A New Modeling Approach for Spatial Prediction of Flash Flood with Biogeography Optimized CHAID Tree Ensemble and Remote Sensing Data

Abstract

Flash floods induced by torrential rainfalls are considered one of the most dangerous natural hazards, due to their sudden occurrence and high magnitudes, which may cause huge damage to people and properties. This study proposed a novel modeling approach for spatial prediction of flash floods based on the tree intelligence-based CHAID (Chi-square Automatic Interaction Detector)random subspace, optimized by biogeography-based optimization (the CHAID-RS-BBO model), using remote sensing and geospatial data.

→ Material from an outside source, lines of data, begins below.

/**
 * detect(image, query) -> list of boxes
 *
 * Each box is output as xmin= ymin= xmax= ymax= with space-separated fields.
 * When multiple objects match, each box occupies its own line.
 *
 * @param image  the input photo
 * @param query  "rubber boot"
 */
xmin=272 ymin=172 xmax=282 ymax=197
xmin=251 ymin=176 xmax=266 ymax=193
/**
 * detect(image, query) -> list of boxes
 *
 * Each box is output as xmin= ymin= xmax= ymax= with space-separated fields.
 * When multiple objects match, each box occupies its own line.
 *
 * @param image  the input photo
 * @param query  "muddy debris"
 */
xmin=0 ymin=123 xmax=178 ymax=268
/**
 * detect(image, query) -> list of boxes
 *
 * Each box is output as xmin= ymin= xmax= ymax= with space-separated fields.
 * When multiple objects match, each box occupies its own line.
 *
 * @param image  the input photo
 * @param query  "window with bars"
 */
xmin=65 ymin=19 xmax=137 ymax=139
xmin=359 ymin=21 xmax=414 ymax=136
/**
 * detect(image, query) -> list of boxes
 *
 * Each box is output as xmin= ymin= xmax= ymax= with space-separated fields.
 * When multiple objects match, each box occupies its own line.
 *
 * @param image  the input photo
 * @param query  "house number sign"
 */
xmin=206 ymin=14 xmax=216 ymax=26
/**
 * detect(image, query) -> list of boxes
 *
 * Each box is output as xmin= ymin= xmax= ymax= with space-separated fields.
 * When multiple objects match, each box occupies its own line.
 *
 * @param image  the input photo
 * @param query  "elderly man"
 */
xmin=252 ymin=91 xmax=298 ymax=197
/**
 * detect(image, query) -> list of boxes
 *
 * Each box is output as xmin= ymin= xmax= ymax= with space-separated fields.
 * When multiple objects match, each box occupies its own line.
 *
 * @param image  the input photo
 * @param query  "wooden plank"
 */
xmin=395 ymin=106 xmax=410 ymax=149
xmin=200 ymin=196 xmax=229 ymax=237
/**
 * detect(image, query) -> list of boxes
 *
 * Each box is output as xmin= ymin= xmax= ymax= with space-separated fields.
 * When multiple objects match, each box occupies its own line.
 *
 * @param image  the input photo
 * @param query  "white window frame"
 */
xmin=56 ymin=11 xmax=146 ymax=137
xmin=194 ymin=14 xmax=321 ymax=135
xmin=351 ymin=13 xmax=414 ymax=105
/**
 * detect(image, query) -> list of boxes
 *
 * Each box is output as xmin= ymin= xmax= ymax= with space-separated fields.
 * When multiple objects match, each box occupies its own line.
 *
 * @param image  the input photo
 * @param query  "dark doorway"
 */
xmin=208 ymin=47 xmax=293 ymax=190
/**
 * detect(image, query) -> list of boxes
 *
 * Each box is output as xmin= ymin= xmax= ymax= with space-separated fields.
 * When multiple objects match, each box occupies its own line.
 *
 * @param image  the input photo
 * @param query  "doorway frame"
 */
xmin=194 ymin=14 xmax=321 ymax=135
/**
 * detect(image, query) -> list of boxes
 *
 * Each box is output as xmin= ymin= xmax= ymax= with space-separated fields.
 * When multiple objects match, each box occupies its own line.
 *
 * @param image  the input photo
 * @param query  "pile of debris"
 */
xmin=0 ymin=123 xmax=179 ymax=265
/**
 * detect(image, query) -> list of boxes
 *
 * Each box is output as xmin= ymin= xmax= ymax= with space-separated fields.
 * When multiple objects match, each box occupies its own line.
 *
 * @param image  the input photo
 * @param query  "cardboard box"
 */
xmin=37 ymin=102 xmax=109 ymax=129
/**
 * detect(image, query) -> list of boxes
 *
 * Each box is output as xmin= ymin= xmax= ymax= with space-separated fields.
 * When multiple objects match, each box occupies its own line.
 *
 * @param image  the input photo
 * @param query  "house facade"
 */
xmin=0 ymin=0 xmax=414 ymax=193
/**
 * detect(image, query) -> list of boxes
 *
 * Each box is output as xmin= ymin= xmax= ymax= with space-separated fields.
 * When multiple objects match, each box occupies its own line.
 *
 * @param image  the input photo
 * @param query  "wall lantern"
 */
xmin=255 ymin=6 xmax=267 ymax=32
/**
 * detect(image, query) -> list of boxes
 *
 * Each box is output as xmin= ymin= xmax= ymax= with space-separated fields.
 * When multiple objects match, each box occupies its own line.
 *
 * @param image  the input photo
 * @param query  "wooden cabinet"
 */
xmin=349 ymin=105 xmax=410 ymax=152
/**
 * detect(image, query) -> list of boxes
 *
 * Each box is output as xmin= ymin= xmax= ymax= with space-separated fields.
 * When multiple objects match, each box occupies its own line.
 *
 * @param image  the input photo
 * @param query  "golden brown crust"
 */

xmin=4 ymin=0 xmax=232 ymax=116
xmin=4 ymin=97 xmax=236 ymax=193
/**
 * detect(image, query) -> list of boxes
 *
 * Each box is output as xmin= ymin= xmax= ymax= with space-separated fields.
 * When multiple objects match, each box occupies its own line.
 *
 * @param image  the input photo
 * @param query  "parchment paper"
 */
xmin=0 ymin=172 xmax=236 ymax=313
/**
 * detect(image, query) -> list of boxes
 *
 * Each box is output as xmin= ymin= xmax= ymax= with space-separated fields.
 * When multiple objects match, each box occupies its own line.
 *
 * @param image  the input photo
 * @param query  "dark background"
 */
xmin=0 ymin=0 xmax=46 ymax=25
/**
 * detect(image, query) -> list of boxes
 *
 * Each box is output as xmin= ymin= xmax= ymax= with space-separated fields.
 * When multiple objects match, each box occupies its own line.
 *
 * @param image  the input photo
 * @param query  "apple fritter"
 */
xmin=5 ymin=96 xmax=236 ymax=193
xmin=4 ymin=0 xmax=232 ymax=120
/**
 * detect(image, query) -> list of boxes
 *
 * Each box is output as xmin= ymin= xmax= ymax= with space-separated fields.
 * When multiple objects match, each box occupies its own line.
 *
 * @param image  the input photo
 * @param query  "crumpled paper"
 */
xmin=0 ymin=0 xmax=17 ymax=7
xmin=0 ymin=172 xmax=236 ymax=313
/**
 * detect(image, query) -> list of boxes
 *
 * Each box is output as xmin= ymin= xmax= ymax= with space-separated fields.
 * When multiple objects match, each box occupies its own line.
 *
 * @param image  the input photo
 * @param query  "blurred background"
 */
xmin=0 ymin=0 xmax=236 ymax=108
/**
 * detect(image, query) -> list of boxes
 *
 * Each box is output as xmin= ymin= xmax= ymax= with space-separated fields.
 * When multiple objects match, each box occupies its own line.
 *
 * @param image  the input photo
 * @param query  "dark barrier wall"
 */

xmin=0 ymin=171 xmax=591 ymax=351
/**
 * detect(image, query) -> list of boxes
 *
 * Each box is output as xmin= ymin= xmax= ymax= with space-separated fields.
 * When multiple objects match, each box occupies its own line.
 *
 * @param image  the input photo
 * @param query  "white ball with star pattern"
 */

In this proposed approach, a forest of tree intelligence was constructed through the random subspace ensemble, and, then, the swarm intelligence was employed to train and optimize the model. The Luc Yen district, located in the northwest mountainous area of Vietnam, was selected as a case study. For this circumstance, a flood inventory map with 1866 polygons for the district was prepared based on Sentinel-1 synthetic aperture radar (SAR) imagery and field surveys with handheld GPS. Then, a geospatial database with ten influencing variables (land use/land cover, soil type, lithology, river density, rainfall, topographic wetness index, elevation, slope, curvature, and aspect) was prepared. Using the inventory map and the ten explanatory variables, the CHAID-RS-BBO model was trained and verified. Various statistical metrics were used to assess the prediction capability of the proposed model. The results show that the proposed CHAID-RS-BBO model yielded the highest predictive performance, with an overall accuracy of 90% in predicting flash floods, and outperformed benchmarks (i.e., the CHAID, the J48-DT, the logistic regression, and the multilayer perception neural network (MLP-NN) models). We conclude that the proposed method can accurately estimate the spatial prediction of flash floods in tropical storm areas.